Entire Family of Impella Left Side Heart Pumps FDA Approved To Enable Heart RecoveryDANVERS, Mass., April 07, 2016 (GLOBE NEWSWIRE) --Abiomed, Inc. (NASDAQ:ABMD),
a leading provider of breakthrough heart support technologies, today
announced that it has received U.S. Food and Drug Administration (FDA)
Pre-Market Approval (PMA) for its Impella 2.5(TM), Impella CP®, Impella
5.0(TM) and Impella LD(TM) heart pumps to provide treatment of ongoing
cardiogenic shock. In this setting, the Impella heart pumps stabilize the
patient's hemodynamics, unload the left ventricle, perfuse the end organs and
allow for recovery of the native heart. This latest approval adds to the
prior FDA indication of Impella 2.5 for high risk percutaneous coronary
intervention (PCI), or Protected PCI(TM), received in March 2015.

With this approval, these are the first and only percutaneous temporary
ventricular support devices that are FDA-approved as safe and effective for
the cardiogenic shock indication, as stated below:

The Impella 2.5, Impella CP, Impella 5.0 and Impella LD catheters, in
conjunction with the Automated Impella Controller console, are intended for
short-term use (<4 days for the Impella 2.5 and Impella CP and<6 days for the
Impella 5.0 and Impella LD) and indicated for the treatment of ongoing
cardiogenic shock that occurs immediately (<48 hours) following acute
myocardial infarction (AMI) or open heart surgery as a result of isolated
left ventricular failure that is not responsive to optimal medical management
and conventional treatment measures with or without an intra-aortic balloon
pump. The intent of the Impella system therapy is to reduce ventricular work
and to provide the circulatory support necessary to allow heart recovery and
early assessment of residual myocardial function.
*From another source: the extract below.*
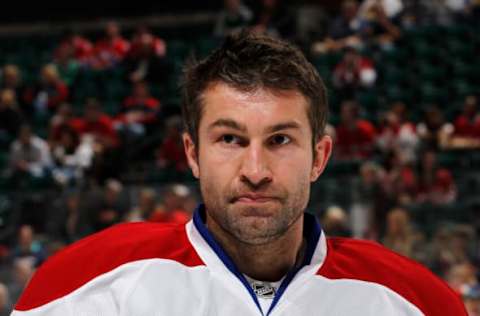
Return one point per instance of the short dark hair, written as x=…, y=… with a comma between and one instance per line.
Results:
x=248, y=61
The product labeling also allows for the clinical decision to leave Impella
2.5, Impella CP, Impella 5.0 and Impella LD in place beyond the intended
duration of four to six days due to unforeseen circumstances.

The Impella products offer the unique ability to both stabilize the patient's
hemodynamics before or during a PCI procedure and unload the heart, which
allows the muscle to rest and potentially recover its native function. Heart
recovery is the ideal option for a patient's quality of life and as
documented in several clinical papers, has the ability to save costs for the
healthcare system1,2,3.

Cardiogenic shock is a life-threatening condition in which the heart is
suddenly unable to pump enough blood and oxygen to support the body's vital
organs. For this approval, it typically occurs during or after a heart attack
or acute myocardial infarction (AMI) or cardiopulmonary bypass surgery as a
result of a weakened or damaged heart muscle. Despite advancements in medical
technology, critical care guidelines and interventional techniques, AMI
cardiogenic shock and post-cardiotomy cardiogenic shock (PCCS) carry a high
mortality risk and has shown an incremental but consistent increase in
occurrence in recent years in the United States.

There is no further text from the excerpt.